Que pensez-vous du projet de la révision constitutionnelle ?

C’est un projet dangereux pour la stabilité et la paix dans notre pays. Parce que son but ultime est de permettre au président Alpha d’avoir un mandat à vie. Nous nous pensons que cela est inacceptable. Ce n’est dans l’intérêt ni d’Alpha Condé ni de la Guinée.

Il faut rappeler qu’en dépit du fait qu’Alpha Condé soit un adversaire politique à nous, nous avons beaucoup de respect pour son parcours politique. Il est une grande figure politique de notre continent. Il doit refuser de trahir 40 années de lutte politique en empruntant des raccourcis qui lui conduiront vers une sortie regrettable.

A ce stade-ci, ce sont ces conseils tirés de nos convictions profondes que nous faisons au président de la République.
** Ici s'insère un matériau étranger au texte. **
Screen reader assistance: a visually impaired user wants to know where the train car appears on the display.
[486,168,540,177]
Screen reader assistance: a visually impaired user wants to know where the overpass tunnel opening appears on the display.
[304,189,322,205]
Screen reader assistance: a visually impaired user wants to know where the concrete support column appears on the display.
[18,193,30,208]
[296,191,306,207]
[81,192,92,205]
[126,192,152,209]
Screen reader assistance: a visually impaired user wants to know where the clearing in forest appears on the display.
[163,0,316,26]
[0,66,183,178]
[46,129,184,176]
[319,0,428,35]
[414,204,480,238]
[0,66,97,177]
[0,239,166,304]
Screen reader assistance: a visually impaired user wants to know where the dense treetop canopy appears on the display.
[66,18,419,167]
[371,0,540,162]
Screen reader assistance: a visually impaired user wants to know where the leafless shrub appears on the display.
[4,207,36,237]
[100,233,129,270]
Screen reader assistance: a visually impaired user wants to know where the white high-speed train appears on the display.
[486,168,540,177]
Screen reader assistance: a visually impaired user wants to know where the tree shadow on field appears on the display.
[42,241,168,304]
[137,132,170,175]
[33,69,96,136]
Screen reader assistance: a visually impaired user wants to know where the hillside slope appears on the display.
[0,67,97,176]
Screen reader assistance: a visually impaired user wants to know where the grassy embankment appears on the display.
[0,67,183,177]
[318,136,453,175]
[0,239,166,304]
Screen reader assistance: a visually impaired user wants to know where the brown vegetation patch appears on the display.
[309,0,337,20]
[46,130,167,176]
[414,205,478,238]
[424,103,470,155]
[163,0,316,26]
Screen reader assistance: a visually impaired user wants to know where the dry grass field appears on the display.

Quel est votre position par rapport aux divergences autour du choix d’un opérateur pour la révision du fichier électoral ?

En fait il faut savoir que la CENI a déjà procédé au recrutement d’un opérateur international chargé de fournir le logiciel qui est Inovatrix

Le débat qui est posé et qui divise la classe politique est de savoir pour les opérations terrain proprement dites faut-il recruter un autre opérateur international ou opter pour un national. Il y a une troisième voie qui est exprimée et qui consiste à dire pourquoi la CENI elle-même ne conduirait pas ces opérations directement.

Notre position de principe est que la CENI ne doit rien faire qui soit contraire à la volonté unanime de l’ensemble de la classe politique.

Son rôle et sa mission ultime étant d’être en capacité de pouvoir drainer l’ensemble des acteurs majeurs du processus.

Ceci dit, la troisième option qui consiste à dire que la Ceni devra elle-même faire le travail doit être abandonnée.

Nous conseillons dans le cadre du processus de construction de la confiance entre l’organe de gestion et les acteurs de privilégier le choix d’un opérateur d’accompagnement international. Les multinationales ont une certaine réputation à protéger et peuvent en raison des engagements internationaux pris sur les codes éthique et déontologiques être imperméables à la fois aux manipulations et à la pression.